Beruntung film ini tidak mengikuti egonya untuk merubah jalan ceritanya menjadi makin aneh dengan romansa, tapi walaupun begitu tetap saja tidak menyelamatkan film ini dari kekalahan telak di akhir pertandingan. Adegan laga penuh perkelahian yang seharusnya menjadi daya jual film ini—selain porsinya yang sudah dikurangi karena Gordon terlalu sibuk mengemas pernak-pernik tidak penting diluarnya—tampil seadanya, lagi-lagi tidak digarap dengan maksimal.
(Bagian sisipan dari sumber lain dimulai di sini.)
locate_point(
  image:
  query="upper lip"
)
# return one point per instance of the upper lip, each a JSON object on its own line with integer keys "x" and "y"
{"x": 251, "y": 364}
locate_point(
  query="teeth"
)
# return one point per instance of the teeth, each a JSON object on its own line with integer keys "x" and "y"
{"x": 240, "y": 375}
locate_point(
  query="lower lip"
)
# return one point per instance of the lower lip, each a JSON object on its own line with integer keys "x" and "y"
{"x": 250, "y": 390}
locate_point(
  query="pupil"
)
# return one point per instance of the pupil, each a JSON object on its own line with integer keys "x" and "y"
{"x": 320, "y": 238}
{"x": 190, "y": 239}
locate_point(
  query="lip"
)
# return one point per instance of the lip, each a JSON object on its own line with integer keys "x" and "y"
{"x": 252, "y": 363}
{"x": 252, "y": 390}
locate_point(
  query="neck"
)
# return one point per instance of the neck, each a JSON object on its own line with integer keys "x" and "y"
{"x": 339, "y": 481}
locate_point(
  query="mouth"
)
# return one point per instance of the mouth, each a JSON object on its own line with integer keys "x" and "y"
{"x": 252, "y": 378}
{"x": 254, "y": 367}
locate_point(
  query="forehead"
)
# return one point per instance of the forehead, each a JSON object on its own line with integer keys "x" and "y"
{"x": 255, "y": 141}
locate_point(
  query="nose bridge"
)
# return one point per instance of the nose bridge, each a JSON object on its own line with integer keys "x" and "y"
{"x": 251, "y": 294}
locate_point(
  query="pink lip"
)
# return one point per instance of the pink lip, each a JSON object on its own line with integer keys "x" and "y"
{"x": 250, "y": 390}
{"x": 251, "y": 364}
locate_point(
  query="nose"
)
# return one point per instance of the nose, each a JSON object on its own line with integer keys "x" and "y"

Muncul sedikit-sedikit diawal, adegan pertarungannya ternyata memang disiapkan sebagai penutup di 30 menit terakhir, namun tidak banyak membantu karena penonton sudah terlalu lelah menunggu. Pertarungan yang ditunggu-tunggu lama pun hanya tampil dengan koreografi yang kadaluarsa dengan olesan spesial efek bola-bola api yang sama sekali tidak membantu. Lengkap sudah “kejayaan” film ini ketika para pemainnya juga bermain “membosankan” dengan diberikan dialog-dialog panjang yang hanya membuat lelah telinga penonton yang mendengarkan, karena mereka hanya ingin mendengar suara tubuh terhempas ke tanah dan tulang-tulang diremukkan kepalan tinju. “The King of Fighters” beruntung masih mendapat kesempatan menjadi penantang untuk pertarungan film terburuk tahun ini dan hebatnya membuat “Tekken” terlihat lebih bagus…sedikit.